Fig had grown up in a rough neighborhood in Bayamón, Puerto Rico, where gunshots were as common as rice and red beans on the dinner table. But he had never envisioned violence on this scale.
Four days after the deaths of Salazar, the weapons expert, and his dog, Fig’s own vehicle rolled over a bomb. He felt as though someone was boxing him black and blue in the face. His brain swelled from a concussion and he lost short-term memory. He had suffered traumatic brain injury, a signature wound of the Iraq war.
He was flown to Ibn Sina, the Army’s busiest and grimmest combat hospital in the Green Zone, the heavily fortified area of central Baghdad that is the center of the city’s international presence.

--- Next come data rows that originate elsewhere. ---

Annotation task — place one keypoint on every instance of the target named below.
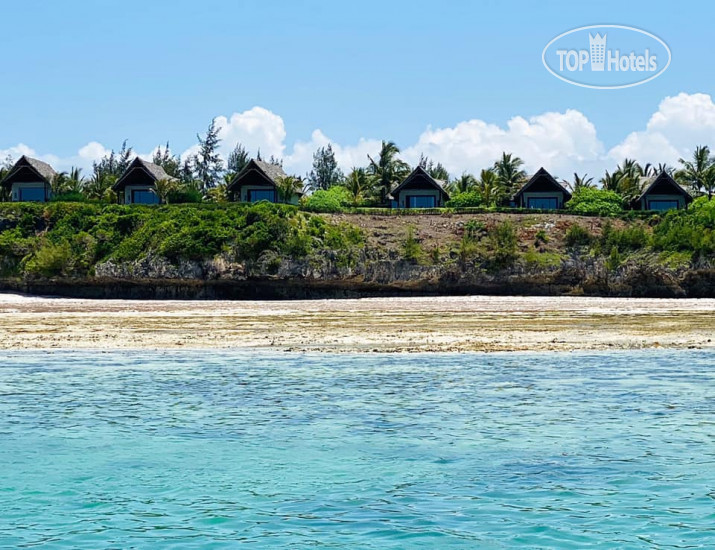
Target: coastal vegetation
(446, 251)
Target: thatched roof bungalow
(542, 191)
(137, 185)
(258, 181)
(419, 190)
(29, 180)
(662, 192)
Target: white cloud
(301, 158)
(680, 123)
(561, 142)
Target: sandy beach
(441, 324)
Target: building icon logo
(606, 57)
(597, 45)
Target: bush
(411, 249)
(75, 196)
(633, 237)
(464, 200)
(504, 244)
(334, 199)
(577, 235)
(50, 260)
(595, 201)
(184, 196)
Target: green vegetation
(333, 199)
(577, 235)
(464, 199)
(411, 248)
(69, 239)
(588, 200)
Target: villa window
(421, 201)
(256, 195)
(31, 194)
(144, 196)
(543, 203)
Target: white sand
(479, 323)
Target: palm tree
(163, 189)
(490, 188)
(698, 174)
(581, 182)
(59, 183)
(629, 176)
(610, 181)
(464, 183)
(357, 183)
(510, 173)
(287, 187)
(388, 171)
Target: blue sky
(76, 72)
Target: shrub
(595, 201)
(577, 235)
(504, 244)
(464, 200)
(184, 195)
(50, 260)
(411, 249)
(71, 196)
(334, 199)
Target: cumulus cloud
(680, 123)
(563, 143)
(560, 142)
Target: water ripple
(207, 450)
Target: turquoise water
(208, 450)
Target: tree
(510, 175)
(581, 182)
(610, 181)
(109, 168)
(358, 185)
(490, 188)
(287, 187)
(163, 189)
(238, 159)
(170, 163)
(207, 162)
(463, 184)
(436, 171)
(388, 171)
(698, 174)
(325, 173)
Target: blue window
(255, 195)
(144, 196)
(663, 205)
(421, 201)
(31, 194)
(544, 203)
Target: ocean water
(211, 450)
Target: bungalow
(419, 190)
(137, 185)
(29, 180)
(662, 193)
(541, 191)
(258, 181)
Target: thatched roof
(272, 172)
(650, 184)
(155, 171)
(420, 172)
(43, 170)
(542, 173)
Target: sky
(460, 81)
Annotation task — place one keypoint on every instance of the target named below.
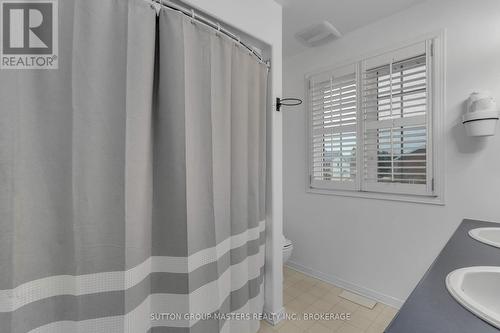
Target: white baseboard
(379, 297)
(274, 318)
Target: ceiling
(345, 15)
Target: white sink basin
(490, 236)
(478, 290)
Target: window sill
(430, 200)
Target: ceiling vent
(318, 34)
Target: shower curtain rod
(214, 25)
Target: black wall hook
(287, 102)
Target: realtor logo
(29, 34)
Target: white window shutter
(395, 112)
(333, 104)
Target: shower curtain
(132, 179)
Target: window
(371, 124)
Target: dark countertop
(430, 308)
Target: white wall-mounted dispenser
(481, 116)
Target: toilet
(287, 249)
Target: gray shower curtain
(132, 179)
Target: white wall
(383, 248)
(262, 19)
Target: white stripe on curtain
(13, 299)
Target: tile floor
(304, 294)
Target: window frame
(435, 52)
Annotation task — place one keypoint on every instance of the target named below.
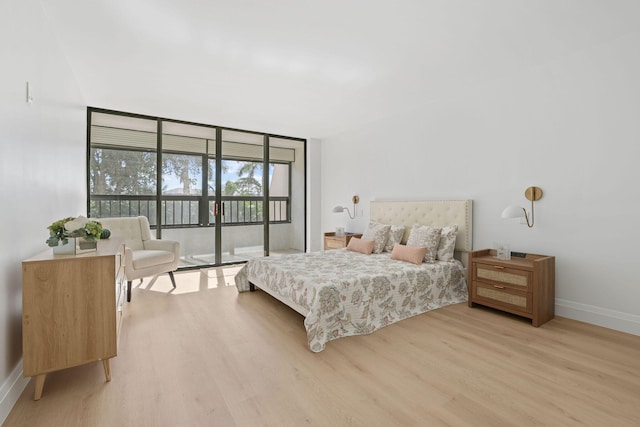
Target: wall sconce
(531, 193)
(355, 200)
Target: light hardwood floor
(203, 355)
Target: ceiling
(313, 68)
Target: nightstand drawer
(330, 243)
(508, 277)
(500, 296)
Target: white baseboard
(624, 322)
(11, 391)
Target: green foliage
(61, 230)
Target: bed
(344, 293)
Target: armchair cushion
(144, 256)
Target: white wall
(571, 127)
(42, 163)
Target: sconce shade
(513, 212)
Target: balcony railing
(185, 211)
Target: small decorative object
(502, 252)
(74, 235)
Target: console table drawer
(508, 277)
(499, 296)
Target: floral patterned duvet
(348, 293)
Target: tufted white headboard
(437, 213)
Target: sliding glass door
(226, 195)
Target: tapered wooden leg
(39, 386)
(107, 369)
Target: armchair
(144, 256)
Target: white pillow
(379, 233)
(395, 236)
(427, 236)
(447, 244)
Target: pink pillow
(412, 254)
(360, 245)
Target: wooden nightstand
(522, 286)
(331, 241)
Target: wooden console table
(72, 308)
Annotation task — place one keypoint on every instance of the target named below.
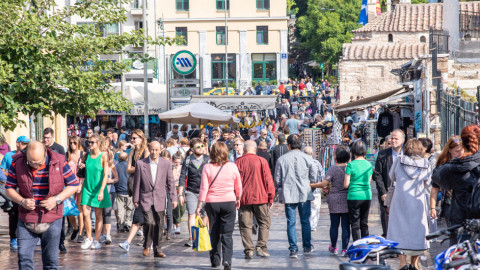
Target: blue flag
(363, 13)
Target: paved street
(180, 257)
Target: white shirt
(153, 169)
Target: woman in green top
(358, 175)
(94, 192)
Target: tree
(49, 66)
(326, 25)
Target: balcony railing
(470, 25)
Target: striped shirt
(40, 179)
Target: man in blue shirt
(12, 210)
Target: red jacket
(56, 183)
(257, 181)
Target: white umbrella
(199, 114)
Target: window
(264, 67)
(182, 5)
(262, 34)
(221, 36)
(263, 4)
(218, 69)
(182, 32)
(221, 4)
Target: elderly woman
(408, 221)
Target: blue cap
(23, 139)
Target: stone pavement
(180, 257)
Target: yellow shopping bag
(200, 236)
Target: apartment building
(254, 42)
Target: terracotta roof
(407, 18)
(352, 51)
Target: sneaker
(332, 250)
(102, 238)
(86, 243)
(125, 245)
(108, 240)
(262, 253)
(309, 249)
(14, 244)
(96, 245)
(74, 235)
(80, 239)
(249, 254)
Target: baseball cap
(23, 139)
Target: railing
(470, 25)
(456, 114)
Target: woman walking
(408, 220)
(358, 175)
(74, 157)
(337, 200)
(95, 194)
(221, 190)
(459, 175)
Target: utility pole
(145, 70)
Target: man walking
(294, 173)
(381, 177)
(44, 180)
(192, 168)
(153, 177)
(256, 200)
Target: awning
(373, 100)
(238, 103)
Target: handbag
(70, 207)
(200, 237)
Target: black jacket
(459, 175)
(190, 172)
(382, 168)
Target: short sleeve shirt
(360, 172)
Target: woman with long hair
(459, 175)
(140, 151)
(221, 190)
(453, 149)
(408, 222)
(74, 158)
(95, 194)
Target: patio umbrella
(199, 114)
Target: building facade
(255, 45)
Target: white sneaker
(96, 245)
(87, 243)
(108, 239)
(102, 238)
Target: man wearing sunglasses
(192, 168)
(44, 180)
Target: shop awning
(238, 103)
(373, 100)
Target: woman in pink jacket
(221, 190)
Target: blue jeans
(28, 240)
(304, 213)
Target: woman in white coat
(408, 221)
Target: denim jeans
(304, 210)
(28, 240)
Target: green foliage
(326, 25)
(43, 58)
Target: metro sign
(184, 62)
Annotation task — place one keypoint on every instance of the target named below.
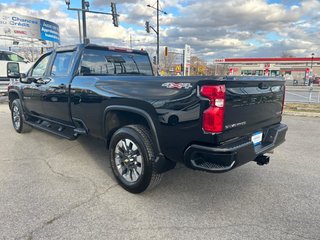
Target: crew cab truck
(149, 123)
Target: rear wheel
(132, 157)
(17, 118)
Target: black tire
(138, 137)
(17, 117)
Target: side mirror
(13, 70)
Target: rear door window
(62, 64)
(41, 66)
(103, 62)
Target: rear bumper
(233, 154)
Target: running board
(56, 129)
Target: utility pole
(158, 37)
(79, 24)
(84, 22)
(157, 31)
(85, 9)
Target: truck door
(55, 91)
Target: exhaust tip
(262, 160)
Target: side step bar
(56, 129)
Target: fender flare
(140, 112)
(16, 92)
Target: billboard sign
(13, 25)
(49, 31)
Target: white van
(5, 58)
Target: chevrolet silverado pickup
(149, 123)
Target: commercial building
(291, 68)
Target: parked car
(316, 80)
(5, 58)
(149, 123)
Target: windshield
(104, 62)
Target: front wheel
(132, 157)
(17, 118)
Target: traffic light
(114, 15)
(147, 27)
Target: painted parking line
(297, 95)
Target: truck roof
(100, 47)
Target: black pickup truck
(149, 123)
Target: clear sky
(214, 29)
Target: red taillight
(213, 117)
(284, 94)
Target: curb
(301, 114)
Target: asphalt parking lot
(51, 188)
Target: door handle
(43, 80)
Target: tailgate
(251, 105)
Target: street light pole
(311, 78)
(158, 37)
(84, 22)
(157, 31)
(84, 9)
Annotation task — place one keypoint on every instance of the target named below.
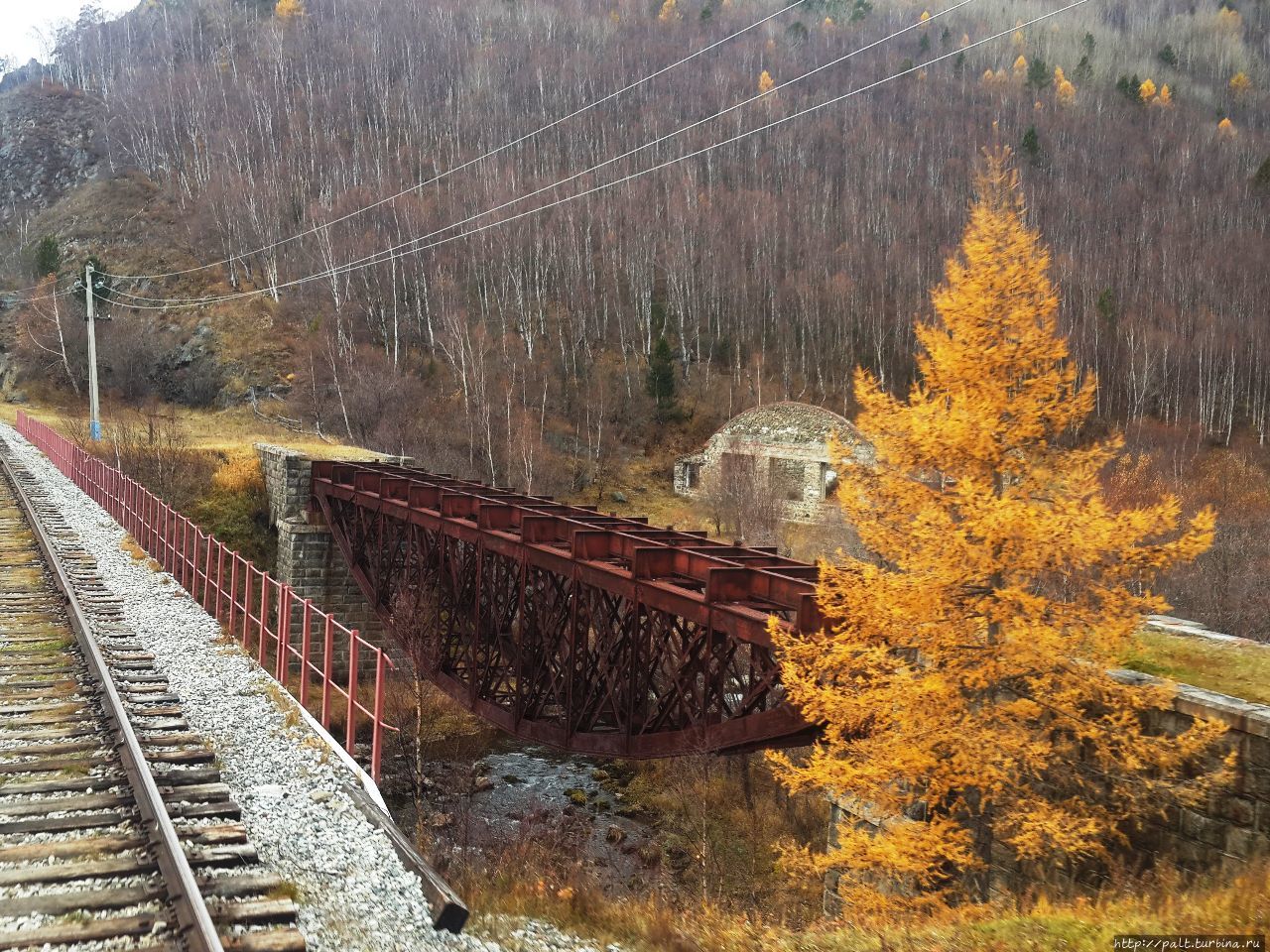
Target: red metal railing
(248, 602)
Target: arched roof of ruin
(789, 422)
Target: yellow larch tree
(962, 671)
(1065, 93)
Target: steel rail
(197, 930)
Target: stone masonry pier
(309, 560)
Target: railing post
(327, 651)
(220, 578)
(284, 634)
(246, 603)
(264, 616)
(305, 644)
(377, 717)
(350, 719)
(234, 562)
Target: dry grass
(231, 431)
(134, 548)
(1230, 667)
(1164, 905)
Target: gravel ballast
(352, 889)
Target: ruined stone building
(784, 448)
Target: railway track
(116, 829)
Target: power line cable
(394, 255)
(606, 162)
(477, 159)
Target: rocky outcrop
(49, 145)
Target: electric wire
(414, 248)
(352, 266)
(624, 179)
(467, 164)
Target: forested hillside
(772, 267)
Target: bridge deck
(590, 633)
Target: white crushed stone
(353, 892)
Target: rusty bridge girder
(593, 634)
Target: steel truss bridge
(593, 634)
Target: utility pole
(94, 407)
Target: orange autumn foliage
(961, 674)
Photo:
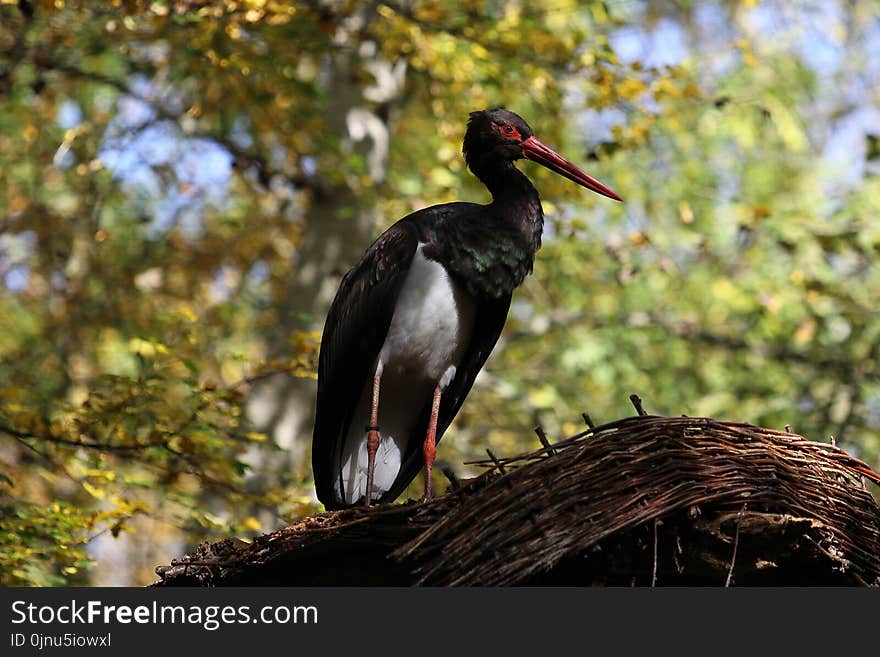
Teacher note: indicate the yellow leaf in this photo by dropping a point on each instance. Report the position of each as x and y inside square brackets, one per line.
[251, 524]
[94, 491]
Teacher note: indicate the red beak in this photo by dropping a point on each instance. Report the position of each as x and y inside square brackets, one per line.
[539, 152]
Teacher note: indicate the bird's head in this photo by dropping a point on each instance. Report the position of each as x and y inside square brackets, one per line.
[499, 134]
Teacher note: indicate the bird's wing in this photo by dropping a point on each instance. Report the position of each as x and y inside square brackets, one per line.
[354, 332]
[488, 323]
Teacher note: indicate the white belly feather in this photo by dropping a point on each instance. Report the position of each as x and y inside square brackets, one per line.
[428, 335]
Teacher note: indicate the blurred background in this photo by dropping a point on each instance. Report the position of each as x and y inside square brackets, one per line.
[182, 185]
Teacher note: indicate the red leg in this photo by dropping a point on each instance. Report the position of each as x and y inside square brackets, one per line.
[372, 439]
[431, 443]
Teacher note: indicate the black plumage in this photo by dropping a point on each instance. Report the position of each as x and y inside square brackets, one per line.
[487, 251]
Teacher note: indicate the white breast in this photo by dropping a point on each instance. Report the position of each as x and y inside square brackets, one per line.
[431, 325]
[429, 333]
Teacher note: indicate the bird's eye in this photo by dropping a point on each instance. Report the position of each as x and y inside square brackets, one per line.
[509, 131]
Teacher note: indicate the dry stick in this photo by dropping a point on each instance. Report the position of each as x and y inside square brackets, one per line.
[735, 544]
[588, 420]
[495, 460]
[637, 402]
[543, 438]
[654, 572]
[450, 475]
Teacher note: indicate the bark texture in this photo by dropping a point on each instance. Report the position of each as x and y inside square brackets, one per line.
[641, 501]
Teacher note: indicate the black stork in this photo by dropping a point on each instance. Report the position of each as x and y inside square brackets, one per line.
[415, 320]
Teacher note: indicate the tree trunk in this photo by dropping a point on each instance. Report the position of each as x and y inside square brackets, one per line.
[339, 227]
[639, 502]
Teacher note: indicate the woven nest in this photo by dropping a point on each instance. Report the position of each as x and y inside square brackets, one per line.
[642, 501]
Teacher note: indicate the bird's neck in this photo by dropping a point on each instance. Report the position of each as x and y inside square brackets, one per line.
[513, 196]
[490, 249]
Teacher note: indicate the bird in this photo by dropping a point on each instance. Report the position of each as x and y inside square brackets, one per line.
[413, 322]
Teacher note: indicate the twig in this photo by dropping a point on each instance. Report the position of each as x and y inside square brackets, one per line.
[637, 403]
[735, 545]
[495, 460]
[450, 475]
[542, 436]
[654, 572]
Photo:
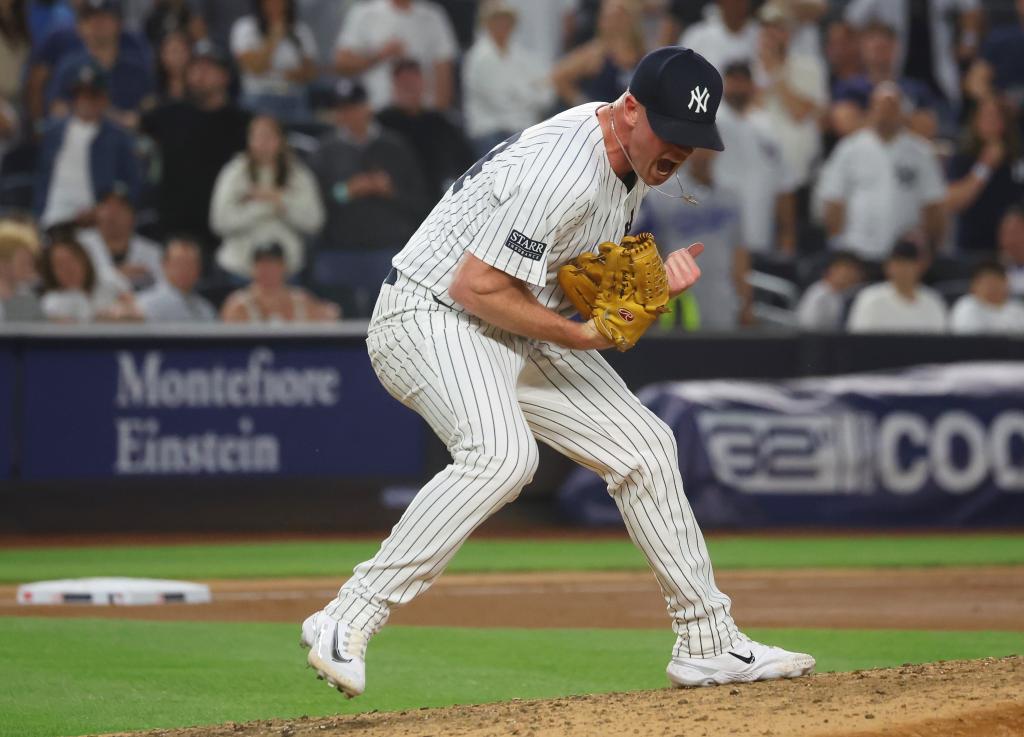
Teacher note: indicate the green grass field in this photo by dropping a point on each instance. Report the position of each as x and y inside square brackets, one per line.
[337, 558]
[73, 677]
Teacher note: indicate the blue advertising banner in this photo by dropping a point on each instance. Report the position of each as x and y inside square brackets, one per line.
[936, 445]
[6, 414]
[240, 409]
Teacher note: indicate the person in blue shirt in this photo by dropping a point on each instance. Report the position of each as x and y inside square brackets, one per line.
[98, 34]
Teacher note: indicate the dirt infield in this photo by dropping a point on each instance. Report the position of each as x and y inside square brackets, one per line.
[983, 698]
[911, 599]
[979, 698]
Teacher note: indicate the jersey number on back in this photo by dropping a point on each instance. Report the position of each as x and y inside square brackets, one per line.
[475, 169]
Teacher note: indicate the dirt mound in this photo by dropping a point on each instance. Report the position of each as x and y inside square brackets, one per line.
[945, 699]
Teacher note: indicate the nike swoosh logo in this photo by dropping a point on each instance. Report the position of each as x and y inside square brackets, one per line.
[335, 652]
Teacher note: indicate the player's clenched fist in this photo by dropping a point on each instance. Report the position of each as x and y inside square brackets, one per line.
[681, 268]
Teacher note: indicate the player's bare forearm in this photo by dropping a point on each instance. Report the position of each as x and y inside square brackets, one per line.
[504, 301]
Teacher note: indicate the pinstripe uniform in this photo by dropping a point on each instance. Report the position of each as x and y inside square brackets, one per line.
[534, 203]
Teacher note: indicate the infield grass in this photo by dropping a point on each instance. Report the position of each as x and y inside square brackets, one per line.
[336, 558]
[74, 677]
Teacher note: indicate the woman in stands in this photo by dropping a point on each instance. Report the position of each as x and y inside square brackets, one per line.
[264, 194]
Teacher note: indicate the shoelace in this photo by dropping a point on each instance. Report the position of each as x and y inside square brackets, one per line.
[355, 643]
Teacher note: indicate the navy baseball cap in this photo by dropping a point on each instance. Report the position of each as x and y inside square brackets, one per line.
[681, 91]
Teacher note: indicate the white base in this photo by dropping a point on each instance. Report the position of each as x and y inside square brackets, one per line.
[113, 592]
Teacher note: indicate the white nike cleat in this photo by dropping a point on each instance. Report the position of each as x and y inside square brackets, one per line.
[337, 653]
[309, 630]
[745, 660]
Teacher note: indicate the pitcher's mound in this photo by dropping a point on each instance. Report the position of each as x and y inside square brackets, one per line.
[967, 698]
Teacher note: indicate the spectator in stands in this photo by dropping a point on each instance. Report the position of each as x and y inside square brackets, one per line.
[986, 175]
[15, 42]
[72, 291]
[83, 155]
[1003, 57]
[545, 28]
[726, 37]
[172, 16]
[440, 145]
[842, 53]
[1011, 248]
[881, 183]
[220, 16]
[130, 82]
[793, 93]
[278, 57]
[18, 247]
[172, 299]
[901, 303]
[823, 305]
[97, 29]
[753, 168]
[377, 33]
[265, 194]
[46, 16]
[601, 69]
[988, 307]
[723, 302]
[373, 188]
[851, 98]
[195, 138]
[927, 32]
[172, 66]
[120, 255]
[505, 89]
[269, 299]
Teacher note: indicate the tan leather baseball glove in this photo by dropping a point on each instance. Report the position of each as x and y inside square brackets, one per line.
[623, 288]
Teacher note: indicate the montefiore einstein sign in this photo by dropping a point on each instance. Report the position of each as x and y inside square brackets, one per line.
[204, 419]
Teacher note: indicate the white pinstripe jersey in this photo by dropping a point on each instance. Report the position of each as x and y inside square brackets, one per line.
[535, 202]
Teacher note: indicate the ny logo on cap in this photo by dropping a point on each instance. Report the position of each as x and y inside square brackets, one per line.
[700, 97]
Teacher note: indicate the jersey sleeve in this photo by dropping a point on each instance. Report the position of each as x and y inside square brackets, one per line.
[519, 235]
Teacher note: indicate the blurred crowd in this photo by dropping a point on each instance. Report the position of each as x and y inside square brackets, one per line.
[263, 160]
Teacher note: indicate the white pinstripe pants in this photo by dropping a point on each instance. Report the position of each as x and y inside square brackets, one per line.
[487, 394]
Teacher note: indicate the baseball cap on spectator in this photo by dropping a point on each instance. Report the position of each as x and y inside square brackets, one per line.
[772, 13]
[91, 7]
[87, 76]
[346, 92]
[117, 189]
[271, 250]
[206, 50]
[681, 91]
[904, 251]
[491, 8]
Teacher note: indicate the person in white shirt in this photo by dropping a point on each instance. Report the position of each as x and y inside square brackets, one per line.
[261, 196]
[72, 292]
[545, 28]
[794, 92]
[901, 303]
[1011, 248]
[882, 183]
[278, 58]
[505, 89]
[172, 299]
[377, 33]
[753, 168]
[988, 307]
[941, 72]
[823, 304]
[725, 37]
[120, 255]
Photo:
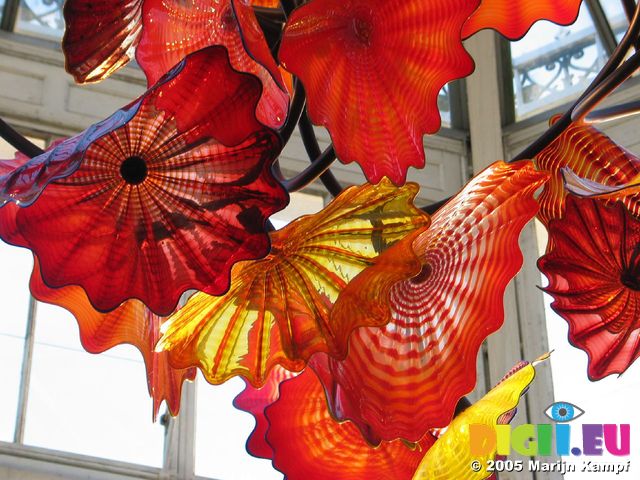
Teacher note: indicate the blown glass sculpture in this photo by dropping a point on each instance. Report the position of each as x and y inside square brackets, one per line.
[406, 377]
[356, 329]
[594, 277]
[159, 198]
[278, 310]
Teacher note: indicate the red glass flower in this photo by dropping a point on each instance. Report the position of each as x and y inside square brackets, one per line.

When Fig’s memory returned two days later, he was sent back to Patrol Base Hawkes, where Bravo Company is stationed. He started having disturbing dreams and couldn’t sleep. He didn’t speak to anyone. He found comfort in food and put on pounds.
Hawkes is a rustic outpost where the soldiers sleep in metal shipping containers converted to look like dorm rooms with bunk beds. Last summer, there was no electricity, no air conditioning, no phones, no Internet.
No distractions.
A man can go crazy reliving his nightmares.
Fig’s squad leader, Sgt. Hitchcock, could see his soldier going down. He knew the trauma would render Fig useless as a warrior if he didn’t get help.